Zalew Lyrics & Tabs by Ten Typ Mes
Zalew
guitar chords lyrics
Zalew - pomyśl nad tym słowem, nie mów, że tak nie jest.
Możesz twardo stać w miejscu, a I tak cię zaleje.
Tkwimy w wielkim niczym, u progu banału.
Pierwsi, którzy przeżyją życie mówiąc: "nic się nie stało".

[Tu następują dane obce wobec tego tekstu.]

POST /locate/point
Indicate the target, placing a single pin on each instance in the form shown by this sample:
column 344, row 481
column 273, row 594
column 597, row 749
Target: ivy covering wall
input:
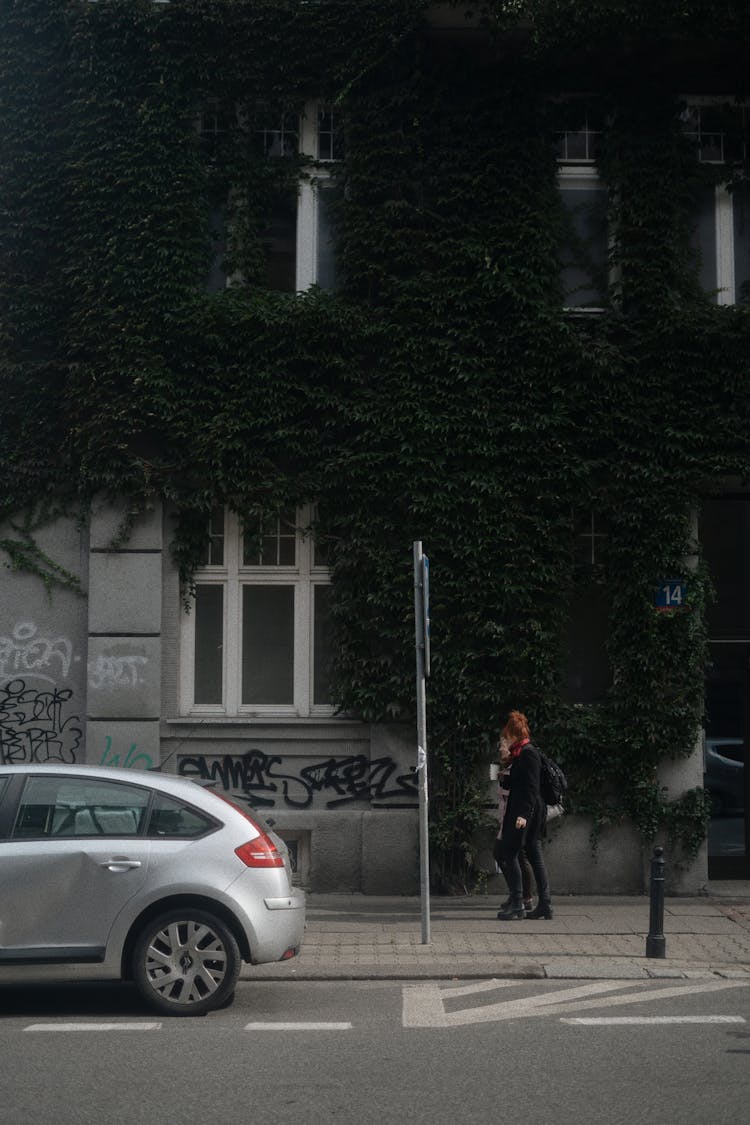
column 442, row 394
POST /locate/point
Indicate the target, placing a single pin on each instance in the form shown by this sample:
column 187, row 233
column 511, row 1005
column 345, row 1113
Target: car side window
column 79, row 807
column 170, row 817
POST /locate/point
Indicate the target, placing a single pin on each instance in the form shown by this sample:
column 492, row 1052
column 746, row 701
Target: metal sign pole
column 422, row 639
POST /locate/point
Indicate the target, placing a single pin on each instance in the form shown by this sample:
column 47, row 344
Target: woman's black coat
column 524, row 798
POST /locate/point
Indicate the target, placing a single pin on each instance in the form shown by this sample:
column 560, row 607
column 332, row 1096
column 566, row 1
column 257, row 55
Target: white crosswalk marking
column 93, row 1027
column 298, row 1027
column 425, row 1005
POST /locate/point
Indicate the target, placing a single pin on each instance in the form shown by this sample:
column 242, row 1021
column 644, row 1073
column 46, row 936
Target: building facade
column 472, row 290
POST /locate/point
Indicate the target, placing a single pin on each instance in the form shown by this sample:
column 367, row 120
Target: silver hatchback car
column 118, row 874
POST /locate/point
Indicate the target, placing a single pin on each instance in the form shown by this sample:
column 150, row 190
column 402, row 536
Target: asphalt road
column 375, row 1053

Od harcerzy, przez partię, "Solidarność" I Kościół,
Do tysięcy możliwości, które zalały cię wraz z wolnością.
Możesz tworzysz własny świat, lecz samemu głupio,
Więc najchętniej jak kotlet, panierujesz się grupą.
Określnik, wyznacznik, potrzeba emblematu.

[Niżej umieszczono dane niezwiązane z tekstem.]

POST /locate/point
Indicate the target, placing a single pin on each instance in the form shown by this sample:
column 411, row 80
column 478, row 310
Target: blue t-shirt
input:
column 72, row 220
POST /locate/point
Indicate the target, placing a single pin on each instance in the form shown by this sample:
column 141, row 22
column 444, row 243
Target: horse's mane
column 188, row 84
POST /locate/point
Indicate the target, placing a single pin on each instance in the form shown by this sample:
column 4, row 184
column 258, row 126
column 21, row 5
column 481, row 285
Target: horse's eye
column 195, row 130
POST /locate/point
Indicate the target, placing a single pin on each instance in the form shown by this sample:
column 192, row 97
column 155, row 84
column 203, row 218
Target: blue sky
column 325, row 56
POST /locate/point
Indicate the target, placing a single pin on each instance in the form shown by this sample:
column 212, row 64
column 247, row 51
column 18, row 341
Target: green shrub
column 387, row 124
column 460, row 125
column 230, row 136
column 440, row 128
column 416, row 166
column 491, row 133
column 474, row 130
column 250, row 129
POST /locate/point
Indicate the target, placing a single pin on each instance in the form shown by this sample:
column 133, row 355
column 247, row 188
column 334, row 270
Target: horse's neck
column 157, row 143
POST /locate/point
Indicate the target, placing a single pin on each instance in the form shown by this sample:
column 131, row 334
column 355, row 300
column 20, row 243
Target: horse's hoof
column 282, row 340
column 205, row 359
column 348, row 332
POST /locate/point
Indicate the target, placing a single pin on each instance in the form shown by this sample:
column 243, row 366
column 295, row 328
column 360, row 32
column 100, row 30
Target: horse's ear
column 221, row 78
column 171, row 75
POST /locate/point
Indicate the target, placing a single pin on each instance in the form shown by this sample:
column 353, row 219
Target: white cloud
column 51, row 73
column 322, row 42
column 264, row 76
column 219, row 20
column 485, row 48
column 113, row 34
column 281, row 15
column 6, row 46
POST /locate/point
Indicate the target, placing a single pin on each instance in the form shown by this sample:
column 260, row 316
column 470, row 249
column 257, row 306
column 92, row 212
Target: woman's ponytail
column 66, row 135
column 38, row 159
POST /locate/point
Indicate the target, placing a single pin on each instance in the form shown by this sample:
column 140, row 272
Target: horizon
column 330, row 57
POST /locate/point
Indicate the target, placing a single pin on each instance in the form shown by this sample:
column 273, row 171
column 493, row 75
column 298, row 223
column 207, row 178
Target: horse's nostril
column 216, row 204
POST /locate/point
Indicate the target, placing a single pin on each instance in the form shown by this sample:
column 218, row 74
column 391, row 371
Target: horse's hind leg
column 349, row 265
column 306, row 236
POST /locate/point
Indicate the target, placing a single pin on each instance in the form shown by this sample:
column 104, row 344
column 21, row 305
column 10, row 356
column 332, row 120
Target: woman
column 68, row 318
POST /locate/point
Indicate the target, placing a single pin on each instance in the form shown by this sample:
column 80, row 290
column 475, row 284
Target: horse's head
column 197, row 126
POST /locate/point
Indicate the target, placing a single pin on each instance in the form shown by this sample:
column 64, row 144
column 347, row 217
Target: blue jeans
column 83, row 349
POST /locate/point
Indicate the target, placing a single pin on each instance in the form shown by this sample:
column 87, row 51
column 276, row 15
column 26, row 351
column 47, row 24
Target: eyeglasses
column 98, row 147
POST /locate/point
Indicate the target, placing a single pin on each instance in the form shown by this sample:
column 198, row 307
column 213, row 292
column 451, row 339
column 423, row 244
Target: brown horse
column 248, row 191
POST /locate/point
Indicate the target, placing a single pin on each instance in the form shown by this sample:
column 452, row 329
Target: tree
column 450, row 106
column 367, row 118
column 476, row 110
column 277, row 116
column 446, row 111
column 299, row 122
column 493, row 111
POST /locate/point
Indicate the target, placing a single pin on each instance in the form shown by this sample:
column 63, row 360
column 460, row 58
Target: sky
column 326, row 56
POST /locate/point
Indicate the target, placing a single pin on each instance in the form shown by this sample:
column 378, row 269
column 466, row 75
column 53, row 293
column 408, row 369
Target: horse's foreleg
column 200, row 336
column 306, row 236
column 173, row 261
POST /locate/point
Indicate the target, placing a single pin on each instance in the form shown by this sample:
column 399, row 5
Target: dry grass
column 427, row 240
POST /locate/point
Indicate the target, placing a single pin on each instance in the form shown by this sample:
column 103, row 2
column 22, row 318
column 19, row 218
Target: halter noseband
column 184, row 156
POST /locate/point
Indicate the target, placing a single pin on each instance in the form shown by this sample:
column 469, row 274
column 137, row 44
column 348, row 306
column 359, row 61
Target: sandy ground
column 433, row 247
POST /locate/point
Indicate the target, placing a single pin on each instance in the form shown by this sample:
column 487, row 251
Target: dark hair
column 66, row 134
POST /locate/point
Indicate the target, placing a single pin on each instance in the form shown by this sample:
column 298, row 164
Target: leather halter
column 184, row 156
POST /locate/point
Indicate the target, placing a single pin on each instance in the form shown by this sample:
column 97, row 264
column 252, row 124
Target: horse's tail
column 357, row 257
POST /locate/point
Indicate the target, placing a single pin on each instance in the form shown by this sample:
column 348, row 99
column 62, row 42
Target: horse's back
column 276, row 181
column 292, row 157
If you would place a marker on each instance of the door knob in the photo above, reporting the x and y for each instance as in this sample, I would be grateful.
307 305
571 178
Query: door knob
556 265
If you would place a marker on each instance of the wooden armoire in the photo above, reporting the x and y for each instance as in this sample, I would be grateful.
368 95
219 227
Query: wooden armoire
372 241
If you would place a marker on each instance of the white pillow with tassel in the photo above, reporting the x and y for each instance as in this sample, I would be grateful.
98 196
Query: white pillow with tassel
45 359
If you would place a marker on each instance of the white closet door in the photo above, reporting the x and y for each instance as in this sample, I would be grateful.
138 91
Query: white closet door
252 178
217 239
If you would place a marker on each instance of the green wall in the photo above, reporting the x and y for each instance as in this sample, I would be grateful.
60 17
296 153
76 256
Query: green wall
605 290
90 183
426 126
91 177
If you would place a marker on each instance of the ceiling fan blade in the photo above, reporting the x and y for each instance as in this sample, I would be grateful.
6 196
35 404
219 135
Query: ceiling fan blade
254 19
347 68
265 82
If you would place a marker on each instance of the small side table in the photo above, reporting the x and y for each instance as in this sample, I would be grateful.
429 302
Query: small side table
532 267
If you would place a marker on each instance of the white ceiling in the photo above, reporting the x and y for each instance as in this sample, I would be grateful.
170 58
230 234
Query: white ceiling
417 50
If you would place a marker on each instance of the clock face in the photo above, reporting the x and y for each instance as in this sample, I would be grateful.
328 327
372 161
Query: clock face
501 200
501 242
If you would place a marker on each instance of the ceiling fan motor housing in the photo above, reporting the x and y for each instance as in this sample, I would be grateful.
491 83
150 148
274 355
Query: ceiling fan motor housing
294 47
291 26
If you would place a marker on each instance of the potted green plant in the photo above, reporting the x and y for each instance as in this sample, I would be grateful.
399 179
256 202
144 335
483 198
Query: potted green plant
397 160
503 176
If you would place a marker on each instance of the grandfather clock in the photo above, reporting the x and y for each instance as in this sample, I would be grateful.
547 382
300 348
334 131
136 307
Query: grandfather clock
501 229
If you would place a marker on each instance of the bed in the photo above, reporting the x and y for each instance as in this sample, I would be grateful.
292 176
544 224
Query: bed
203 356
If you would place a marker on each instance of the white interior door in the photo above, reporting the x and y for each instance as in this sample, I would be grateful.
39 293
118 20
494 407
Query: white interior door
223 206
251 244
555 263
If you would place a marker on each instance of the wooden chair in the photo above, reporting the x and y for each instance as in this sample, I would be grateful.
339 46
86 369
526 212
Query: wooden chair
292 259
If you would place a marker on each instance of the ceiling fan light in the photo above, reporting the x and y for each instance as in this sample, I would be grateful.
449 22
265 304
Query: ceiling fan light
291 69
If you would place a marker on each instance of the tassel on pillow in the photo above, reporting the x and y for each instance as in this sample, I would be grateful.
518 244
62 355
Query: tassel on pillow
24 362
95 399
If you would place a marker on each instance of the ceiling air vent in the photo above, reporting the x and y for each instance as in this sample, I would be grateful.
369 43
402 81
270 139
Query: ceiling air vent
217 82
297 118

Od godła, przez metki, po paszport Polsatu.
Nie chcę tego oceniać, aaa... jebać to, chcę.
Bo tak naprawdę przecież zalew również umoczył mnie.
Daję wam swoje logo I stoję za nim, lecz to logo
Ma być lodołamaczem, a nie ściągaczem granic.

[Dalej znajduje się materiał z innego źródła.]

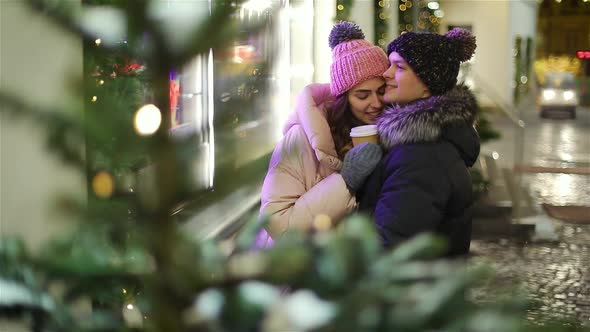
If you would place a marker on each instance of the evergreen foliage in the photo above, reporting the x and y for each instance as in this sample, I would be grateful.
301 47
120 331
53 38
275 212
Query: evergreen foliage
129 262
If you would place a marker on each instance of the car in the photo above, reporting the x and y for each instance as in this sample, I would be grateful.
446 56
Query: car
558 97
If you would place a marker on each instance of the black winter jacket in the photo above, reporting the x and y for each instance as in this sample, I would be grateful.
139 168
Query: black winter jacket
422 184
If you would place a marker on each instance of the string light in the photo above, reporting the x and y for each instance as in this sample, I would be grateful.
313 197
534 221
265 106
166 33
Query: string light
147 120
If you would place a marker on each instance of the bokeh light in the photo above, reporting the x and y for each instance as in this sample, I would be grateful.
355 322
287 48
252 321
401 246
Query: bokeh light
147 120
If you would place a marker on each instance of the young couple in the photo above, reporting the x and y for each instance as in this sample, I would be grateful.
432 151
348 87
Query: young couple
417 180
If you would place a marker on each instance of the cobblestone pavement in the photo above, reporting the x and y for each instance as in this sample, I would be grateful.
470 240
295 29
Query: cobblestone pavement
556 275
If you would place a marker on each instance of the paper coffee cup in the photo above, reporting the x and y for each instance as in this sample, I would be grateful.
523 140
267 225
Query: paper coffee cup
363 134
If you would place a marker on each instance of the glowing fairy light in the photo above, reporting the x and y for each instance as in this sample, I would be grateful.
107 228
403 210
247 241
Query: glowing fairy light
103 184
147 120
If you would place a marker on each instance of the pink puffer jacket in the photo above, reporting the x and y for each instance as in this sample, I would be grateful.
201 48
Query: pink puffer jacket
303 178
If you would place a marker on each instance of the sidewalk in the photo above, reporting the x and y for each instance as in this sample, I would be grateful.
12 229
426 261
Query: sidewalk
546 252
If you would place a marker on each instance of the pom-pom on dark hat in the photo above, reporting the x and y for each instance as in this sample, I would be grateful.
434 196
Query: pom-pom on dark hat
435 58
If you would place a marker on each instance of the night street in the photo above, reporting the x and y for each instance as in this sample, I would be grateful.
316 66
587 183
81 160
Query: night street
554 271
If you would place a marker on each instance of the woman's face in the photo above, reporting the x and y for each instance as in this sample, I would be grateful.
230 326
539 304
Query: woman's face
366 99
402 84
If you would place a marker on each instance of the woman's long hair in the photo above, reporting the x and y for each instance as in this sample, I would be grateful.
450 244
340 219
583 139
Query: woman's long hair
340 120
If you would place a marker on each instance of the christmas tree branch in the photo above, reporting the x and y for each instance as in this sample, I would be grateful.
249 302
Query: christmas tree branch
65 135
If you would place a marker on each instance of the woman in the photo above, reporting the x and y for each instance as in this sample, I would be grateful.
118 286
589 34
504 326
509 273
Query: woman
307 177
423 183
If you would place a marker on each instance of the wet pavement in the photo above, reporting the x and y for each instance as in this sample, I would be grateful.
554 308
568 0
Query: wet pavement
555 274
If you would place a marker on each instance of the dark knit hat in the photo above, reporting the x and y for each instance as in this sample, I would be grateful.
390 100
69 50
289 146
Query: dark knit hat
435 58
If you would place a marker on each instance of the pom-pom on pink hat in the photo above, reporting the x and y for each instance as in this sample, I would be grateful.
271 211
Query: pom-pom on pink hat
354 59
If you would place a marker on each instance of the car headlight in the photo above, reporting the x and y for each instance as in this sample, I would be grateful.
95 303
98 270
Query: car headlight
569 94
548 94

Chcę by pchnęło do przodu, nie do muru przyparło,
Daję wam swoje logo I stoję za nim, lecz to logo
Ma być lodołamaczem, a nie ściągaczem granic.
Chcę by pchnęło do przodu, nie do muru przyparło,
To nie grupa facetów, dla których całe życie to tarło.
Ref. x2
Przyszedłem na świat, wyrzucony przez strumyk,
Nauczony jak pływać, a wcześniej jak się umyć.
Wyposażony w umysł I w ręce jak dwa wiosła
I serce jak kompas wśród miliona możliwości.
Segreguje cię euro I dolar, segregują już przedszkola,
Więc kiedy dorastasz, sam o segregację wołasz.
Pozwoliłem, by określił mnie rap I krój spodni (w jakimś stopniu),
Lecz swoim wnętrzem nie chciałem być modny.
Symbol Alkopoligamii nie ma sterować, bo nie jest padem,
To jedna postać, jedna, nie goni za stadem.
Łatwo jest odnaleźć rolę, o tym wspomniałem wcześniej,
Mogę ci wyliczyć więcej ról, niż baranów przed snem.
Bądź ojcem, by skołtunione życie z trudem przystrzyc,
To szlachetne, choć ojców znałeś kilku zajebistszych.
Bądź żoną zadbaną co noc, nie żoną zniszczoną,
Bo każdy facet ma diabła w spodniach, a on nie słucha w mono.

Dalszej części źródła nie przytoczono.